新教育課程は、主体的・対話的で深い学びやカリキュラム・マネジメントといった、教育活動の「内部」の再構築を求めている。この学びが学校教育の「内部」に留まるのではなく、今回の事態も含めたさまざまな課題について主体的に学び、多角的に理解し、真の「生きる力」につながることを目指したい。

指導計画見直しの工夫

今回直面している事態は、授業時数の確保のめどが立ちにくいこと、通常年度のような学期のサイクルが組めるかどうかが明確でないことなどが挙げられる。

授業時数と内容の関係は、学習指導要領総則にも記載されているように、形式的な関係ではなく、指導に必要な時間を実質的に確保するのがポイントである。学校教育法施行規則で授業時数を「標準」と定める趣旨は、災害などによって標準時数を下回ることがあるとも想定している。

言うまでもなく、指導内容の取り扱いの順序は特に指示がある場合以外は、工夫が可能である。

学校再開に当たっては、年間の授業日数と授業時数の確保が十分でない場合の指導計画について検討しておく必要がある。その際、次のような着眼点が想定される。

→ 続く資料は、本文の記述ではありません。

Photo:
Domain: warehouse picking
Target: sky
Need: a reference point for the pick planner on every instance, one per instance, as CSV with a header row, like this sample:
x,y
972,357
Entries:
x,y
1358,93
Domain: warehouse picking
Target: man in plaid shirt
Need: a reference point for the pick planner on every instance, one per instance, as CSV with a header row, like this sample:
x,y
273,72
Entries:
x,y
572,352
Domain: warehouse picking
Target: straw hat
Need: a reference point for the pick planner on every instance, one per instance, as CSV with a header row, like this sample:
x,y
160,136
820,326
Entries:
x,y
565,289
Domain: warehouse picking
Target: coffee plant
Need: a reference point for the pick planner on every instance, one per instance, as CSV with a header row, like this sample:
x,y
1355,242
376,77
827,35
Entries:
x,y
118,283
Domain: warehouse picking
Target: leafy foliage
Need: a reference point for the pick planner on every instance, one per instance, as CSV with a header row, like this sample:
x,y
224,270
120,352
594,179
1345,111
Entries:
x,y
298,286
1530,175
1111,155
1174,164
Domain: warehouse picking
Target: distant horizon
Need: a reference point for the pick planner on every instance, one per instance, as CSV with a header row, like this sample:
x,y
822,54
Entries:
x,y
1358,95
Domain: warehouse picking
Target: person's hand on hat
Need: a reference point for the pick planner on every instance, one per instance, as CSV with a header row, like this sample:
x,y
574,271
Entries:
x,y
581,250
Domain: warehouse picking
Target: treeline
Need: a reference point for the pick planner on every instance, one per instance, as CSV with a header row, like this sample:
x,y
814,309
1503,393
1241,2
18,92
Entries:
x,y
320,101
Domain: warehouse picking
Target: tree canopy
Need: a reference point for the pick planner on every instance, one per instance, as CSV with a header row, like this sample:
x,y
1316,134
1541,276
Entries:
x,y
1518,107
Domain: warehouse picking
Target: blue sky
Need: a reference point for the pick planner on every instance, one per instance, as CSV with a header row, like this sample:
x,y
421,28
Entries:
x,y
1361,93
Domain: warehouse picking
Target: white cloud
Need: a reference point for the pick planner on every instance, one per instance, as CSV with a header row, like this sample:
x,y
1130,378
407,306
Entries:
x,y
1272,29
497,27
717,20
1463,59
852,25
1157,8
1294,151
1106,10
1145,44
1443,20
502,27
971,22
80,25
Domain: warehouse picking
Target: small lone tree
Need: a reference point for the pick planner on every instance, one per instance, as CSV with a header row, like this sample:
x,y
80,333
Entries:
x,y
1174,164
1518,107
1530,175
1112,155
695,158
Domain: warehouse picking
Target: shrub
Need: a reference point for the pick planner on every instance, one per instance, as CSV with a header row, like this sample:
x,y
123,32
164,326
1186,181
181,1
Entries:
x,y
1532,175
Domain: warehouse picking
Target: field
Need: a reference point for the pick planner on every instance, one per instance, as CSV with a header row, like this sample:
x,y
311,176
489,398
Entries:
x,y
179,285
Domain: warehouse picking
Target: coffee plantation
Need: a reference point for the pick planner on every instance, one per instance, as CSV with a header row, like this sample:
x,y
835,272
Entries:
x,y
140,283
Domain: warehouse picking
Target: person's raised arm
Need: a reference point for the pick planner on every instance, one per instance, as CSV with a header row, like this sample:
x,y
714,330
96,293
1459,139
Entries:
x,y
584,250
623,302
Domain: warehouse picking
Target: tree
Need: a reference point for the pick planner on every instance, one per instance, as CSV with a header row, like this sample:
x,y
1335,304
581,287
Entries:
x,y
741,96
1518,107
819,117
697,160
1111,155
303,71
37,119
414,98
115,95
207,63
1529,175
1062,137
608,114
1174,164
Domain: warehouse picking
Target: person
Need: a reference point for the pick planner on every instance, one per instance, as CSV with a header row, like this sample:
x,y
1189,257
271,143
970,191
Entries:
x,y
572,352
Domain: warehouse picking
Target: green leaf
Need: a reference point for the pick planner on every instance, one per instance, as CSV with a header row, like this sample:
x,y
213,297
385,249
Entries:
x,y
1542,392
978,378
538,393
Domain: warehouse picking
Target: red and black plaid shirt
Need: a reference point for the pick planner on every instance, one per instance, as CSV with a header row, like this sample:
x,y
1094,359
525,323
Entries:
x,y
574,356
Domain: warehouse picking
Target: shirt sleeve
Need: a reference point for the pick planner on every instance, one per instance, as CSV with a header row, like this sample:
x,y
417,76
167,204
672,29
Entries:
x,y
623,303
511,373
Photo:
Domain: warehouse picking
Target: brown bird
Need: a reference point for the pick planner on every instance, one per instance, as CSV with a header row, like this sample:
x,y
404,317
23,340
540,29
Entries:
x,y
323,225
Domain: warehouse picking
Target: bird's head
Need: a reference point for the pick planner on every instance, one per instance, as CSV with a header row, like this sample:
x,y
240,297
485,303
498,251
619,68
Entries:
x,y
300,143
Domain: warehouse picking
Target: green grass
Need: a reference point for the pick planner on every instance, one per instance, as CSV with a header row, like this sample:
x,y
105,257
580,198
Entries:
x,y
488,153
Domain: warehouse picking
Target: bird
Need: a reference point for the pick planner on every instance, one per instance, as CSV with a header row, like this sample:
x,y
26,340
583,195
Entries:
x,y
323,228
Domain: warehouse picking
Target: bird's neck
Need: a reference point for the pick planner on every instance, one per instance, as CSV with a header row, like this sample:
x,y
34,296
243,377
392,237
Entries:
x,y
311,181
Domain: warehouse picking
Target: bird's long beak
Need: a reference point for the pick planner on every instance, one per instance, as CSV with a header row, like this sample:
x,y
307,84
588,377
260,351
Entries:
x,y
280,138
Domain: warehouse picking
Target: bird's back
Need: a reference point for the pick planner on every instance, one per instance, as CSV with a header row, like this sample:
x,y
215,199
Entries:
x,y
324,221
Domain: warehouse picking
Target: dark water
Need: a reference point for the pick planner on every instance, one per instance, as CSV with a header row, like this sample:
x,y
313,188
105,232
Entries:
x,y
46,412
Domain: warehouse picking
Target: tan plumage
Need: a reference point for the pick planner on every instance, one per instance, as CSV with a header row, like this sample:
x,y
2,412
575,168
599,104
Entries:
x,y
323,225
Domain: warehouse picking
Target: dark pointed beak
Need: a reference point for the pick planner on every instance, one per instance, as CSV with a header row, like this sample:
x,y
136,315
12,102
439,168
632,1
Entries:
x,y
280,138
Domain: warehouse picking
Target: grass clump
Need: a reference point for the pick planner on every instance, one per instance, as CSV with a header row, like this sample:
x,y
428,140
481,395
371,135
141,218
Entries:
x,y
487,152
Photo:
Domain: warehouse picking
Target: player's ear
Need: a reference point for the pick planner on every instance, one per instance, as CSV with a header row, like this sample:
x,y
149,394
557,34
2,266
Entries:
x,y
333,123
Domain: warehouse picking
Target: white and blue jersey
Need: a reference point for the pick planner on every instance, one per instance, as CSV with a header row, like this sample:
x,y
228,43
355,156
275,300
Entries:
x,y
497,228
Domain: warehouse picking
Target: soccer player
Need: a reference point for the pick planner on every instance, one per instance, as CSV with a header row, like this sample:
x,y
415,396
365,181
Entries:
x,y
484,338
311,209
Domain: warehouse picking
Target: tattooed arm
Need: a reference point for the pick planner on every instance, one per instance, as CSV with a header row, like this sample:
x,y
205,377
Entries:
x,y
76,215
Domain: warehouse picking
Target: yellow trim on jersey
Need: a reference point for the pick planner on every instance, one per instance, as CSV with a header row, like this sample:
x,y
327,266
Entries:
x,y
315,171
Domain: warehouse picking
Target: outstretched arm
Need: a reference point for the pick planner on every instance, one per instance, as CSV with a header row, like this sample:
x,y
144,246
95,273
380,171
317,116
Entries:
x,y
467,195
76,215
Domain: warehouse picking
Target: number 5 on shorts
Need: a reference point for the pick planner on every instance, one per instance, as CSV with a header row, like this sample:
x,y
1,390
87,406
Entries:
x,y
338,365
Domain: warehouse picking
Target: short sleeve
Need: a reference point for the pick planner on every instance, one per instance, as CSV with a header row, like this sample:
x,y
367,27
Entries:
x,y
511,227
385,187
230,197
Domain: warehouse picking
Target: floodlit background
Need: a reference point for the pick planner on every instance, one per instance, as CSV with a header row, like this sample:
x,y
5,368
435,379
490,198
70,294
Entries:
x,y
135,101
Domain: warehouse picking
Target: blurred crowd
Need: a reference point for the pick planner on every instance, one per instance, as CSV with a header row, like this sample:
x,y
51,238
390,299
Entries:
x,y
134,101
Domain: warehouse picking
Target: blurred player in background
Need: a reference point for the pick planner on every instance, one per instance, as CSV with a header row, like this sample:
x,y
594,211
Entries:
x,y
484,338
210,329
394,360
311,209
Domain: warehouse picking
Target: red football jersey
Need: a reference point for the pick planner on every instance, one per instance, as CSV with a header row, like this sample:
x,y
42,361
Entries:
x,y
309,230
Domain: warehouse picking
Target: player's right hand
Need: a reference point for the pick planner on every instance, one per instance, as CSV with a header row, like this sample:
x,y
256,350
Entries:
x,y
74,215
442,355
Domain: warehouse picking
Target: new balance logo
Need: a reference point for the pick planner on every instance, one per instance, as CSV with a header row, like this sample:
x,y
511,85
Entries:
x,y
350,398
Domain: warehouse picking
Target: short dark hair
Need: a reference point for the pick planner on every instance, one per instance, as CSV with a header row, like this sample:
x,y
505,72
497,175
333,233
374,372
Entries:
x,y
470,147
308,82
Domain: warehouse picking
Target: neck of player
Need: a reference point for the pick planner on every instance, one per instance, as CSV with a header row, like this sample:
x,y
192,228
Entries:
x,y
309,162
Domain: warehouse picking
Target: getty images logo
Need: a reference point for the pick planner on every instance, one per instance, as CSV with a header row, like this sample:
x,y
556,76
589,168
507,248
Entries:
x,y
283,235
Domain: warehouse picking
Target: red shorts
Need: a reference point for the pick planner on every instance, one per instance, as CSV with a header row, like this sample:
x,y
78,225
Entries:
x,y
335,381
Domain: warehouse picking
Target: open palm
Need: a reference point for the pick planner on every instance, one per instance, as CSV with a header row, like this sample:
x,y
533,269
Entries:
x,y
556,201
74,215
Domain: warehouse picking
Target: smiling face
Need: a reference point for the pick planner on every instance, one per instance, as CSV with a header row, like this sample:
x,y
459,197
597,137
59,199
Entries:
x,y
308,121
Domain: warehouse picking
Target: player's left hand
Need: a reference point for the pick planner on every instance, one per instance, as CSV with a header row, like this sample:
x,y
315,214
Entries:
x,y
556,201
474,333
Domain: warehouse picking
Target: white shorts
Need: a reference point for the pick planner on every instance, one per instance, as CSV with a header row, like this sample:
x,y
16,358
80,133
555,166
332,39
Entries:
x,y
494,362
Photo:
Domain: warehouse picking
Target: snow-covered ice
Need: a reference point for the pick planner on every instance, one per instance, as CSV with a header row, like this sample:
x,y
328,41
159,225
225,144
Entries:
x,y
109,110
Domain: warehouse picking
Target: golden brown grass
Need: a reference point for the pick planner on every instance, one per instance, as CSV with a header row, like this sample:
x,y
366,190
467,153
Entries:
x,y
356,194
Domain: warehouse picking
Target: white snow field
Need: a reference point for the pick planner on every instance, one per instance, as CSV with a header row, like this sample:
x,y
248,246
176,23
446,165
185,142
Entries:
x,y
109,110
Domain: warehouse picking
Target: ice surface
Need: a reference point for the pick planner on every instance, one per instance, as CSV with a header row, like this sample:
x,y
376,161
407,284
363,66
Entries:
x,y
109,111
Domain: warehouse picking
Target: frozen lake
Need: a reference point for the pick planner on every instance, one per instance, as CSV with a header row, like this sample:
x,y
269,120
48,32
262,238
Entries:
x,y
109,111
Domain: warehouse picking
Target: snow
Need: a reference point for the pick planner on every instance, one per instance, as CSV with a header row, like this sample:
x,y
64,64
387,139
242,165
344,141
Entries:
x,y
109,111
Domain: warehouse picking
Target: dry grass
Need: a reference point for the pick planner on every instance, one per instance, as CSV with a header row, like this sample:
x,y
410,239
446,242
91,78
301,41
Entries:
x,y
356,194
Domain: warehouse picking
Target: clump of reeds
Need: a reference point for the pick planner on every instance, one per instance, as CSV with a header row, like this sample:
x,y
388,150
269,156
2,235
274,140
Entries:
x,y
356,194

①年間指導計画における単元の規模の検討である。各単元の中には、新課程の最初の授業であることもあって、主体的・対話的で深い学びに関わる時間や定着のための時間を設定していることも想定される。これらの時間設定が適切かどうか、再度検討して各単元への時間配当を吟味する。
②各単元の取り扱いについて、重点的に指導すべき内容を精査することである。何が「重点」かは、学習指導要領及び解説の記述や、他の単元や学年における学習との関連から判断する。「重点」でない内容は精選してもよいという意味ではなく、焦点化して確実な定着を目指すという意味である。また、単元内の内容の組み替えや結合を行って時数の調整を行うことも考えられる。
③単元相互や他の学年との関連付けた取り扱いを工夫することである。学習指導の重複を避けより効果的な学習を可能にするために、関連する内容をどちらかの内容に取り入れて取り扱ったり、組み替えて取り扱ったりすることが考えられる。

以上の作業によって整理された事項はあらかじめ指導計画の対応箇所に記号などを付しておき、時数の調整が必要になった場合に活用できるようにしておくとよい。学習指導に見通しを持っておくことは、児童生徒や保護者にも安心感を与える。

授業が着実に進められ、子供たちが安心と安定の日常を取り戻していくことを望むばかりである。